The "quiet" start to 2026 has been replaced by a renewed focus on the cost of living. Based on the latest data from the Australian Bureau of Statistics and the Reserve Bank of Australia (RBA), here’s what you need to know about the recent shifts in inflation and interest rates.
The Inflation Rebound
The most significant news arrived on 28 January with the release of the December 2025 Consumer Price Index (CPI). After showing signs of cooling late last year, headline inflation jumped to 3.8%, up from 3.4% in November.
This rebound was largely driven by specific areas hitting household budgets. Electricity prices saw a massive 21.5% surge as various state government subsidies and rebates expired. Beyond power bills, services inflation — which covers rents, insurance, and travel — hit a two-year high of 4.1%. Rents rose by 3.9% over the year, while domestic travel costs jumped by 9.6%. The RBA’s preferred "trimmed mean" inflation also ticked higher to 3.3%, suggesting that price pressures are becoming broad-based rather than limited to a few volatile items.
The RBA’s Response
Following this hotter-than-expected data, the Reserve Bank Board met for the first time this year on 3 February. In a move that was increasingly priced in by markets, the RBA increased the cash rate by 25 basis points to 3.85%.
This is the first rate rise since late 2023. Governor Michele Bullock noted that while the economy has slowed, the persistence of services inflation required a firm response to ensure inflation returns to the 2–3% target range. For homeowners, this hike adds roughly $90 a month to repayments on a typical $600,000 mortgage.
What This Means for 2026
This shift directly impacts the themes we’ve discussed this month.
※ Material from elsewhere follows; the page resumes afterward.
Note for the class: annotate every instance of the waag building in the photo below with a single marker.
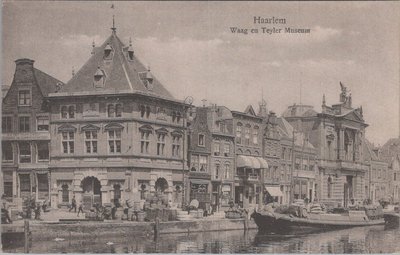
(116, 132)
While home values rose by 0.8% in January, momentum was already starting to leave the market in Sydney and Melbourne. With borrowing costs moving higher, we'll likely see a further cooling of housing demand as serviceability assessments become more difficult for prospective buyers.
In the share market, investors are already reacting. While the mining sector carried the ASX 200 to new highs in January, the banking sector faced a late-month pullback as traders weighed the impact of higher rates on mortgage growth.
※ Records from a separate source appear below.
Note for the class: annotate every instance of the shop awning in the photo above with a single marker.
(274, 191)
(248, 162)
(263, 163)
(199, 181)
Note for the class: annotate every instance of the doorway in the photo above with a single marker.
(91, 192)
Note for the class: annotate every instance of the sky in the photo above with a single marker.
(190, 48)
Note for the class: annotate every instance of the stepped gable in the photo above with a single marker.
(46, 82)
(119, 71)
As we move into February, the focus will stay on how households handle these renewed pressures. True financial resilience this year will come from staying ahead of these changes—reviewing your debt structures, auditing your cash flow, and ensuring your investment strategy accounts for a "higher for longer" interest rate environment. We’ll continue to monitor the data and bring you the most reliable updates as the year unfolds. Thank you for joining us for our January wrap, and we look forward to a productive February ahead.